In fact, I first posted about using an iPad as an external monitor three years ago. However, I rather fell out of love with Duet Display when various changes with the Apple OS caused issues and when I also had a long undiagnosed cable/connection issue (I thought I had trouble with my MacBook ports, but as it happened it was two dodgy cables). But the developers have sorted the Mojave issues, I have sorted my cable issues, and Duet Display and my laptop are best friends again. So, by way of a public service announcement, let me spread the very good news once more (below the line, if you want to read on).


OK, the headlines are these, if you’ve not heard of Duet Display. If you have e.g. a MacBook of some description (or indeed a Windows machine), and an iPad of some kind, then Duet Display enables you to use the iPad as an additional display. It works over a USB cable (not wifi) and is nowadays extremely smooth indeed in operation: like the best Mac/iPad software, it just works, and seems generally regarded as best-in-class.

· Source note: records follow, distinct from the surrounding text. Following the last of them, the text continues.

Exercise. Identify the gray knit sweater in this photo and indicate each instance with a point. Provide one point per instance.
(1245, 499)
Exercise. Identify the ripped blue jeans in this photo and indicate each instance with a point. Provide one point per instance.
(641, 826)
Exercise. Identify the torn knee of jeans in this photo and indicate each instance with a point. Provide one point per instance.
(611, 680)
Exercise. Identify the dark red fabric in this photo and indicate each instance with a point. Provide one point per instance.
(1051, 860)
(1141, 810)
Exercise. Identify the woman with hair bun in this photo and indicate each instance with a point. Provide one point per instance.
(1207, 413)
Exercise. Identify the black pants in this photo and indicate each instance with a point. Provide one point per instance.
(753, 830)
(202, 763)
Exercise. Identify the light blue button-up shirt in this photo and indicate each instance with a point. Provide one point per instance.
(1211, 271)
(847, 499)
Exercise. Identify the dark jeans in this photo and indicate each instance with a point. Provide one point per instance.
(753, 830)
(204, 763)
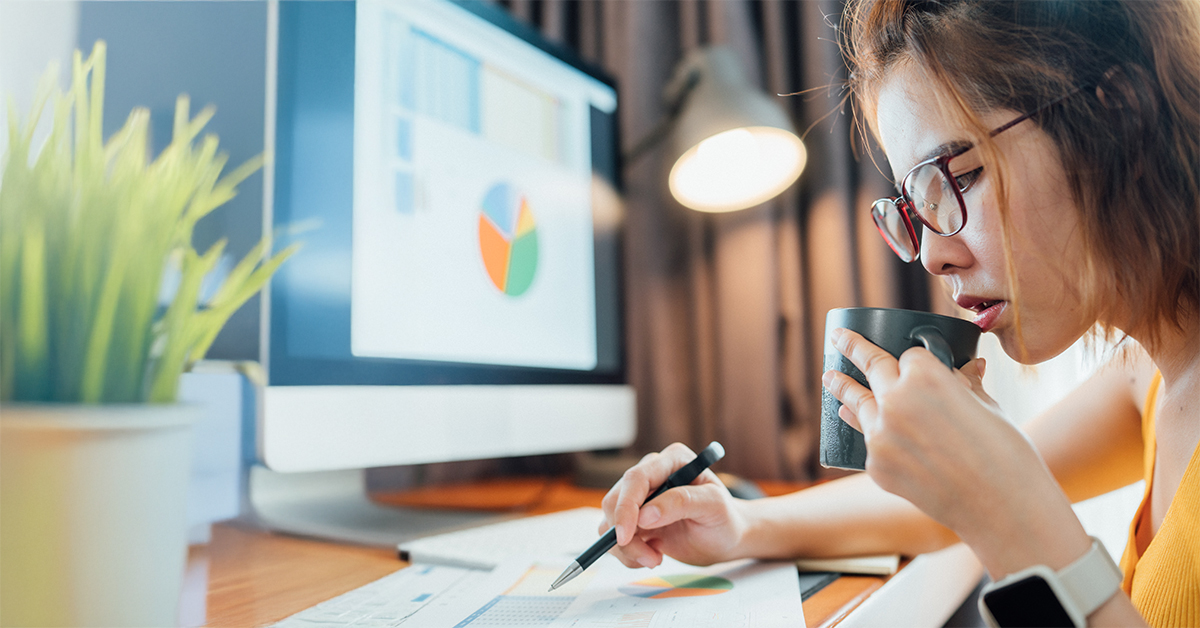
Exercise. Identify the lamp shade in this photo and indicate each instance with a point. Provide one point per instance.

Once you’ve told Duet Display how you want to place your iPad and laptop relative to each other, you in effect acquire a small external monitor. The cursor travels seamlessly from screen to screen (and the current menubar moves with it), you can drag windows across, etc. It really does work a treat and is all now highly stable. And by the way, you can hit the home button on the iPad to navigate to other open apps in the usual way, and then return to Duet Display to pick up where you left off: very clever and very neat.

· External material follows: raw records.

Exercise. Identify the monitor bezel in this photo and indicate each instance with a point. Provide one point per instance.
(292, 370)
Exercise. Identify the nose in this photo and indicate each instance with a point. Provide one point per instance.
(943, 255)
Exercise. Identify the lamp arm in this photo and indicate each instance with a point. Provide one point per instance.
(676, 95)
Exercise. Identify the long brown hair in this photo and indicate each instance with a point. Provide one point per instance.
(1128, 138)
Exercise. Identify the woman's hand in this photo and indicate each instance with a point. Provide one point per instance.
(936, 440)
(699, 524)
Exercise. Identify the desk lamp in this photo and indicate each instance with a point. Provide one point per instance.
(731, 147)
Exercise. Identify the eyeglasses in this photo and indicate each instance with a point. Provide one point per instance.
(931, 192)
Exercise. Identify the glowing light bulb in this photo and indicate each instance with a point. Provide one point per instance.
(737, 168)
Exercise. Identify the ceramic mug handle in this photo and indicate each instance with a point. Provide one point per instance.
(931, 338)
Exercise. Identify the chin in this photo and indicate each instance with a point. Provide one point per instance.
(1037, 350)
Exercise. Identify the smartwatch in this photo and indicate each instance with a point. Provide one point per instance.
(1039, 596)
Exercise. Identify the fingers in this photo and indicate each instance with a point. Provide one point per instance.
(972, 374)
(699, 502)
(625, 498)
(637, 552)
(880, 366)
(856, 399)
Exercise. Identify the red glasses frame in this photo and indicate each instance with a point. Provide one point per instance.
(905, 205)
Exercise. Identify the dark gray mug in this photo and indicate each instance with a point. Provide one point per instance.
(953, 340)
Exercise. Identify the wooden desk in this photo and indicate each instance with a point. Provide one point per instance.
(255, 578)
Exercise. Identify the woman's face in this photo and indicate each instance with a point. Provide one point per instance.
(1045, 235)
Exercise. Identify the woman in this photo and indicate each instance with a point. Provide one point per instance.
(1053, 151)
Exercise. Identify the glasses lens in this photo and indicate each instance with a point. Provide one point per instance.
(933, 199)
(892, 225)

OK, this won’t magically increase your “productivity” but it assuredly reduces some of the irritations of window-juggling when working on a laptop screen, without having a big external monitor cluttering your desk.

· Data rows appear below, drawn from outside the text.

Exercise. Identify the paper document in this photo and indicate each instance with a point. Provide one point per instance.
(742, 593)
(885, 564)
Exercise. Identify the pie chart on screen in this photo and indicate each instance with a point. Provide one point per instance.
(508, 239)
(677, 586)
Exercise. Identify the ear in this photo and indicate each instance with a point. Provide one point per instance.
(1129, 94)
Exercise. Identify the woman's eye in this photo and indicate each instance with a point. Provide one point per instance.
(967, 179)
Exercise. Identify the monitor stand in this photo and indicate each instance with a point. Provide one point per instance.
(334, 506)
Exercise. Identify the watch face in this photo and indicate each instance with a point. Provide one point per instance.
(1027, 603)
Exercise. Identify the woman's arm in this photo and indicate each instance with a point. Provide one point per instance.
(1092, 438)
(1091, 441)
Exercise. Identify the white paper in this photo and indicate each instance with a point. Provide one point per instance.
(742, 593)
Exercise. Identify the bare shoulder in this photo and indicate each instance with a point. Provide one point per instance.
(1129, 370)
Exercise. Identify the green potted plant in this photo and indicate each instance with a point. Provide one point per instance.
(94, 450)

For example, as pictured above, I can have the current source code for some LaTeX chapters in a tabbed TeXShop window on the left of the 15″ MBP screen, the PDF of the book on the right of the split screen — and then, off-loaded to a standard-sized iPad, there are the TexShop console and a BibDesk window. This is terrific as a TeXShop workspace. (Of course you could put something more distracting on the secondary screen!)

So, if you don’t know it, a very warmly recommended bargain on the iPad App Store.